Literature review > Issue_5 > Review on Wade et al. 

For many decades, specimens for the isolation, identification and antimicrobial susceptibility testing of Neisseria gonorrhoeae have been transported in Amies semi-solid medium. Assessments of the efficacy of the Amies transport medium for transporting bacteria including N. gonorrhoeae have shown variable results which have not been attributed to any specific characteristic of the organism.

This study examined whether the auxotype of a gonococcal strain correlated with its survival in Amies transport medium. The authors measured the survival of five isolates belonging to each of six auxotypes (prototrophic [non-requiring], and isolates requiring proline, arginine, hypoxanthine, proline and arginine, arginine and hypoxanthine, and hypoxanthine) after storage in Amies transport medium with, and without, activated charcoal for 24 and 48 h. The organisms were suspended in PBS to an optical density equivalent to a MacFarland no. 1 standard and then diluted 1:1 in PBS or nutrient broth, respectively. Two sets of swabs were each inoculated with 100 µl of the respective suspensions and introduced into sets of Amies transport media with and without activated charcoal. Survival of the organisms after storage at room temperature for 0-, 24-, and 48-h, was measured by vortexing the swab tips in 1 ml of PBS for 30 sec and determining viable counts, in triplicate, on chocolate agar. The median of the three counts for each of the eight inoculum-medium-time combinations for each strain in each transport medium was then recorded. The median viable count for each set of results for the 5 strains representing each auxotype is presented.
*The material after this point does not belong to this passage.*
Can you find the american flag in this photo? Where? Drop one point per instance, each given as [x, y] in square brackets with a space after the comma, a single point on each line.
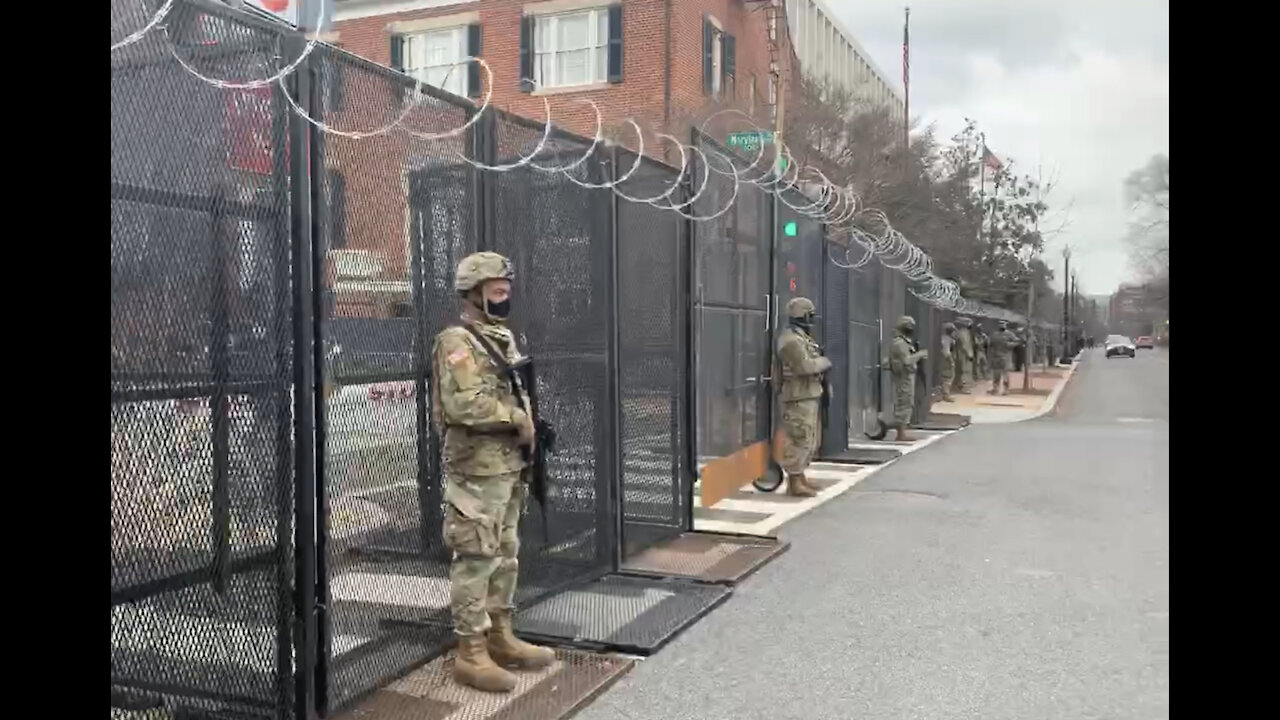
[906, 53]
[990, 159]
Several questions must be raised about the methodology used and presentation of results obtained in this study. The authors serotyped the isolates to select isolates that were distinctly different but did not present these data. One obvious question is whether both IA and IB serovars were represented among some, if not all, of the auxotypes. Based on the fact that IB strains are more resistant to antimicrobial agents than are IA strains, it would have been valuable to determine if IB strains survived storage in Amies medium better than IA strains. It is unfortunate that these data were not presented. Secondly, conventionally, viable counts would be performed on triplicate samples for each inoculum-medium-time combination; triplicate counts of a single test may not sufficiently represent the survival of an isolate and would not substitute for triplicate samples. Thirdly, by presenting only the median result for the inoculum-medium-time combination results for the five strains representing each auxotype, it is not possible to appreciate the range of survival rates for each auxotype. It would have been helpful to know whether these survival rates were tightly clustered or diverse. Further, results for only five of the six auxotypes are presented clearly although it appears that the data indicating the survival of the hypoxanthine-requiring strains may be superimposed on the data indicating the survival of the arginine-requiring strains.
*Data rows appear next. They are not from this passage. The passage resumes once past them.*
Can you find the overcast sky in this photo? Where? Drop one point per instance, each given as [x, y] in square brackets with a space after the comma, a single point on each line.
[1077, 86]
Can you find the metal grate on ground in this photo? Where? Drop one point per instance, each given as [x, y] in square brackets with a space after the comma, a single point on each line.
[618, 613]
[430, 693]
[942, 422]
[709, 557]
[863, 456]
Given the technical limitations of the methodology and data presentation, it is difficult to interpret some aspects of the data. If we assume that the median viable counts are representative of each strain (highly reproducible) and auxotype (tightly clustered), it is not surprising that the isolates survived better in charcoal-containing Amies medium than in the plain medium. It is somewhat surprising that neither the arginine-requiring or hypoxanthine-requiring isolates survived better in the charcoal-containing medium than in the plain medium. Nevertheless, it is apparent that, although many isolates would survive for the 48-h storage interval in the Amies medium with charcoal, a considerable proportion of isolates would not. The authors conclude, justifiably, that clinical specimens could only be stored for 24 h before being inoculated onto an isolation medium for N. gonorrhoeae.
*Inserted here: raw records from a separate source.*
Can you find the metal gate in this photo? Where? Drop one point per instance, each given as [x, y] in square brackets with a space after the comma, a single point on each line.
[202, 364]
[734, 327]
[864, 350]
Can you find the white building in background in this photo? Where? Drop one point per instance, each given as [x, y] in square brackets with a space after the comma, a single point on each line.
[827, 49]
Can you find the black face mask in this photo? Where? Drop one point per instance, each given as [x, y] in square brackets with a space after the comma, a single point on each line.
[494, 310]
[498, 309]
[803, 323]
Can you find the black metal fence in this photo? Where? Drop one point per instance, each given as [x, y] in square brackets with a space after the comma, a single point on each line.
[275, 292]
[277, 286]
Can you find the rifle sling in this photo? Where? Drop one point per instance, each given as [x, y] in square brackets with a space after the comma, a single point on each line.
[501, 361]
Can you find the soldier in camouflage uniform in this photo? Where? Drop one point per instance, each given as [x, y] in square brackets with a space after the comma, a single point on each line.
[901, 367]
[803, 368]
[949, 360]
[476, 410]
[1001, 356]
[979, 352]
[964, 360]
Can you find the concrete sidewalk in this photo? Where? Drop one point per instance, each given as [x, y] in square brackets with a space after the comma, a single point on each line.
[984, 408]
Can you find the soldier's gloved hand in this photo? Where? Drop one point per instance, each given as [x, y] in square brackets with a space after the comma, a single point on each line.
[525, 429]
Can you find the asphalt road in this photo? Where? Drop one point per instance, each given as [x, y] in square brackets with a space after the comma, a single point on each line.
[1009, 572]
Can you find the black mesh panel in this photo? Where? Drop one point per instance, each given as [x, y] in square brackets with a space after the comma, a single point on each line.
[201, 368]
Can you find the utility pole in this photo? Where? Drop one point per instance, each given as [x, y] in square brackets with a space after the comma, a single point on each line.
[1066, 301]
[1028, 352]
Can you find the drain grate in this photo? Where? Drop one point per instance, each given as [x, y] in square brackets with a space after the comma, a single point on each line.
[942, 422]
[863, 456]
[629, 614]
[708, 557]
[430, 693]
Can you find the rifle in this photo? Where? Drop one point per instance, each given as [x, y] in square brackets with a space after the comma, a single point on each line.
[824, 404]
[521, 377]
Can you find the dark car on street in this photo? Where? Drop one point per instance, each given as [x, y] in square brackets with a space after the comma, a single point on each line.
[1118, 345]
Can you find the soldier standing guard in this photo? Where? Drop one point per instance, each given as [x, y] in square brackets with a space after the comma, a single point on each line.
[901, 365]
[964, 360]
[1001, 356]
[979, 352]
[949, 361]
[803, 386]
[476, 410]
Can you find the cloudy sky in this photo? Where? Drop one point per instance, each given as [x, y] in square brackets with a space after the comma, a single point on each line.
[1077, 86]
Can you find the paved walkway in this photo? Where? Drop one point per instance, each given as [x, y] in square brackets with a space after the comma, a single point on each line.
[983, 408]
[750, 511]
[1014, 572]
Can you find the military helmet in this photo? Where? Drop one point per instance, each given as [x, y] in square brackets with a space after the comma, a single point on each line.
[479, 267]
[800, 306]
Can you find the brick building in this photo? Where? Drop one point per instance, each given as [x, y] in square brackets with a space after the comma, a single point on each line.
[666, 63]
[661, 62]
It must be remembered, also, that the measurements made in this study were performed under ideal conditions with inocula of ca. 10⁷ CFU of pure cultures of gonococcal isolates. It might be expected that specimens from symptomatic infections might contain sufficient CFU to survive for 24 h [1] although contaminants (yeast, commensal bacterial species) and other factors such fatty acids and nucleases may reduce the number of viable CFU in such specimens [2]. However, many clinical specimens may contain <= 102 CFU and, based on the survival rates depicted, none of the organisms from such specimens would have survived for 24 h.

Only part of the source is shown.